Na saudação de ano novo do dia 31 de dezembro de 1935, em cadeia nacional de rádio, Getúlio verberou que “forças do mal e do ódio campearam sobre a nacionalidade, ensombrando o espírito amorável de nossa terra e da nossa gente”.

No ano seguinte, recrudesceram as tratativas em torno da sucessão presidencial, com o anúncio da pretensão do governador paulista, Armando Sales, de concorrer ao cargo por uma frente suprapartidária, a União Democrática Brasileira, formada por integrantes do Partido Constitucionalista de São Paulo, Partido Republicano Liberal do Rio Grande do Sul e Partido Republicano Mineiro, além de “lideranças políticas da Bahia, Ceará, Paraná, Rio de Janeiro e Santa Catarina que defendiam o respeito à Constituição e denunciavam os rumores de um golpe continuísta em gestação”, segundo Lira Neto.

Enquanto uma penca de políticos se lançava com vigor à disputa pela presidência da República, entre eles o mais fiel dos colaboradores de Getúlio, Oswaldo Aranha, o presidente tinha em mãos o primeiro esboço do novo texto constitucional redigido pelo jurista mineiro Francisco Campos, cuja proposta básica era um estado ditatorial para o país.
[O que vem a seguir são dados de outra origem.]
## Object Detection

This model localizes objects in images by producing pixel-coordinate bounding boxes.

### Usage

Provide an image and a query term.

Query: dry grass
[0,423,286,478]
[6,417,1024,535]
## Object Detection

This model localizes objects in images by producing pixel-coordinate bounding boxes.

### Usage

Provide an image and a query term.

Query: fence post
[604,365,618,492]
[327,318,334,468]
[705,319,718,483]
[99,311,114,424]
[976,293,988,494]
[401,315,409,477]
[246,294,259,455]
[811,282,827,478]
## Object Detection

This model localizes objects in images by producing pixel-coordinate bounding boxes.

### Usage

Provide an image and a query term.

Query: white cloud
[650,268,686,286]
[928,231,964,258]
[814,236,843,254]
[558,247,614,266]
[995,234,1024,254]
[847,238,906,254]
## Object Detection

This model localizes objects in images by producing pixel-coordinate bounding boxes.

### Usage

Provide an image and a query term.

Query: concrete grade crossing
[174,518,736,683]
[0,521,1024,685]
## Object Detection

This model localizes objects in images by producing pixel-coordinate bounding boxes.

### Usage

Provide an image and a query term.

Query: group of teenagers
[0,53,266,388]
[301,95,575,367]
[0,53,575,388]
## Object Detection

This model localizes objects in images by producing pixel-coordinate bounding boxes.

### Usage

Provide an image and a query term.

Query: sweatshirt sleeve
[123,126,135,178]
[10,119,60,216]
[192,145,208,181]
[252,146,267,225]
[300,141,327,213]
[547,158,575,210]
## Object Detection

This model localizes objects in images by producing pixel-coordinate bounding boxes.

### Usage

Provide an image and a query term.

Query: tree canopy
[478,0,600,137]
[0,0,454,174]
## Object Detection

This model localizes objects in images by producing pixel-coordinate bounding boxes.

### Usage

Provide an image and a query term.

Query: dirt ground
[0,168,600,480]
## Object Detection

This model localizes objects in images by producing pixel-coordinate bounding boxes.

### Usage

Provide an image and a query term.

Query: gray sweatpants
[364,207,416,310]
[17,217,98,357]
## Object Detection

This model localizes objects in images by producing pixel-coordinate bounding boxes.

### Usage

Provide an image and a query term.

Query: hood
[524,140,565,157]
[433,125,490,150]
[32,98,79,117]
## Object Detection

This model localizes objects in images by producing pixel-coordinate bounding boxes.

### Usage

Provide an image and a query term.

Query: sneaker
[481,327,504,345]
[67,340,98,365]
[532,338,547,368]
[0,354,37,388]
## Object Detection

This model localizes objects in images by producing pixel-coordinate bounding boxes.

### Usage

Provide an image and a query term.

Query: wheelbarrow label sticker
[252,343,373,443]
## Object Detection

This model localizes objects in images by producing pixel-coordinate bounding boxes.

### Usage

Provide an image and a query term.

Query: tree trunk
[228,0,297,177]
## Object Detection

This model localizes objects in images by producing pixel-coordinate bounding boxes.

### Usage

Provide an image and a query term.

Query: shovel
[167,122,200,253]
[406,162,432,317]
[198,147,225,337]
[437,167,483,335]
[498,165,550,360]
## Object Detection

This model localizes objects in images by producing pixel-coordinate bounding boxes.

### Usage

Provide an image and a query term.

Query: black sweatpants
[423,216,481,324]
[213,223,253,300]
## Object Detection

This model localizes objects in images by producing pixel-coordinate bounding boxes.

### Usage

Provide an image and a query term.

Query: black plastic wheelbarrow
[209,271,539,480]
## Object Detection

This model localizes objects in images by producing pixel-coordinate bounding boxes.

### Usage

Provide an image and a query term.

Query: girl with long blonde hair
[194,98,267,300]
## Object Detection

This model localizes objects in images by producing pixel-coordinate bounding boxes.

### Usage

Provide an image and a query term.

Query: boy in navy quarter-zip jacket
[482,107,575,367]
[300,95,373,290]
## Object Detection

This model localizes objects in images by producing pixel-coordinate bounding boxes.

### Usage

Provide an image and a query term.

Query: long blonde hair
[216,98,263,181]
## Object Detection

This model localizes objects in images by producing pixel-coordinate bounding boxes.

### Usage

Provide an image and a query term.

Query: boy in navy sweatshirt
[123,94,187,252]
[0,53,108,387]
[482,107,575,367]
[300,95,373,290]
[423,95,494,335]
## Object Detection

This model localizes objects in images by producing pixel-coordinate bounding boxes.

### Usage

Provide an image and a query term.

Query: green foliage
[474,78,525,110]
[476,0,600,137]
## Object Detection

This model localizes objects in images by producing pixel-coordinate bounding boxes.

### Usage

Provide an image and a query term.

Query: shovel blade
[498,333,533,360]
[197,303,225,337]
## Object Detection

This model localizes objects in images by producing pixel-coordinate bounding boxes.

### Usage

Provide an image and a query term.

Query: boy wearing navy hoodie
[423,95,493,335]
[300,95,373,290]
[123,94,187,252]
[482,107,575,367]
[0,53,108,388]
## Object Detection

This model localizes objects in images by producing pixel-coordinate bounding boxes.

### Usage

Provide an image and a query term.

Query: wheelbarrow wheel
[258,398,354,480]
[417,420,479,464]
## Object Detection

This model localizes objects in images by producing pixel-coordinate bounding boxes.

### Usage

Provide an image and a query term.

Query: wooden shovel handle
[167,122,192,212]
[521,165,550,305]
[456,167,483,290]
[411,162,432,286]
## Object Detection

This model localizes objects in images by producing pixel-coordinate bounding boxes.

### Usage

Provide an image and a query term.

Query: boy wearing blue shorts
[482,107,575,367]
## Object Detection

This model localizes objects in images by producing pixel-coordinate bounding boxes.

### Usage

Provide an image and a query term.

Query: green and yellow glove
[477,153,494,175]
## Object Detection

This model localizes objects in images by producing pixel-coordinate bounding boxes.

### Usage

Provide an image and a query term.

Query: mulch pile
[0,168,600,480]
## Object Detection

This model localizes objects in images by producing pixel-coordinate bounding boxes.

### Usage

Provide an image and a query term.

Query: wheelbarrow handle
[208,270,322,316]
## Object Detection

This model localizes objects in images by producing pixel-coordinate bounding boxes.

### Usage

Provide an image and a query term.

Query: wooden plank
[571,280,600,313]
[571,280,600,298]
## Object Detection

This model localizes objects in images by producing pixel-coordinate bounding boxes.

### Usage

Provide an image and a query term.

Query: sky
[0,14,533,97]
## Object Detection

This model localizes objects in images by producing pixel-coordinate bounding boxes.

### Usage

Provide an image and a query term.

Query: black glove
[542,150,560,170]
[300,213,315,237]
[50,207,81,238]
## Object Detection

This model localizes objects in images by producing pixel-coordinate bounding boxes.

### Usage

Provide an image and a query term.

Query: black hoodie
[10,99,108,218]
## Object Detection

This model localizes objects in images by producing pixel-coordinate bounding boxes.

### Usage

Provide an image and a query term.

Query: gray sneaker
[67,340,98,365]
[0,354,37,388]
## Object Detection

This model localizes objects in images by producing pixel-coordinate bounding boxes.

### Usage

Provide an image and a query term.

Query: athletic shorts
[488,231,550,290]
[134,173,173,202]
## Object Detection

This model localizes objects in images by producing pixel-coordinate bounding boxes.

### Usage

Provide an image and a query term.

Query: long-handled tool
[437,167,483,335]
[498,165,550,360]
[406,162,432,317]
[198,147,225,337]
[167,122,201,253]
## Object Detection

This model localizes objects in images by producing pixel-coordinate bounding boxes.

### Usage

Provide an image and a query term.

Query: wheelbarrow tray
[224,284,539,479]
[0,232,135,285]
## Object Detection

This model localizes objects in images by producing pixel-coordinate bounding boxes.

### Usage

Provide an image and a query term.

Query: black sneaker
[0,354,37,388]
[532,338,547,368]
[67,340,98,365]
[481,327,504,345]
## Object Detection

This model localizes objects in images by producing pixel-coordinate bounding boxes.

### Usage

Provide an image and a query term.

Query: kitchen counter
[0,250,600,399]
Marcada inicialmente para o dia 19 de novembro de 1937 – Dia da Bandeira – e transferida para 27 por causa das chuvas, numa coincidência com o terceiro aniversário do levante comunista de 35, aparatosa cerimônia cívica com missa solene e hasteamento de gigantesca bandeira nacional e a queima das tradicionais bandeiras dos estados, na Praia do Russel próxima ao Palácio do Catete, simbolizava o “sacrifício ao nacionalismo unitário e indissolúvel”.

Getúlio Vargas era finalmente o ditador do Brasil.

O chamado Estado Novo durou de 1937 a 1945, quando a 1º de novembro, escoltado até o aeroporto Santos Dumont por João Alberto, outro homem da Coluna Prestes, Getúlio embarcou num avião da FAB de volta a São Borja. Para o sobrinho, major Serafim Dornelles que o acompanhou na viagem, o chefe teria dito que política é igual a um jogo de xadrez, e que se sentia como uma peça movida de seu lugar, embora com a convicção de que um novo jogo iria começar “com todas as peças de volta ao tabuleiro”, conforme anotou o biógrafo Lira Neto.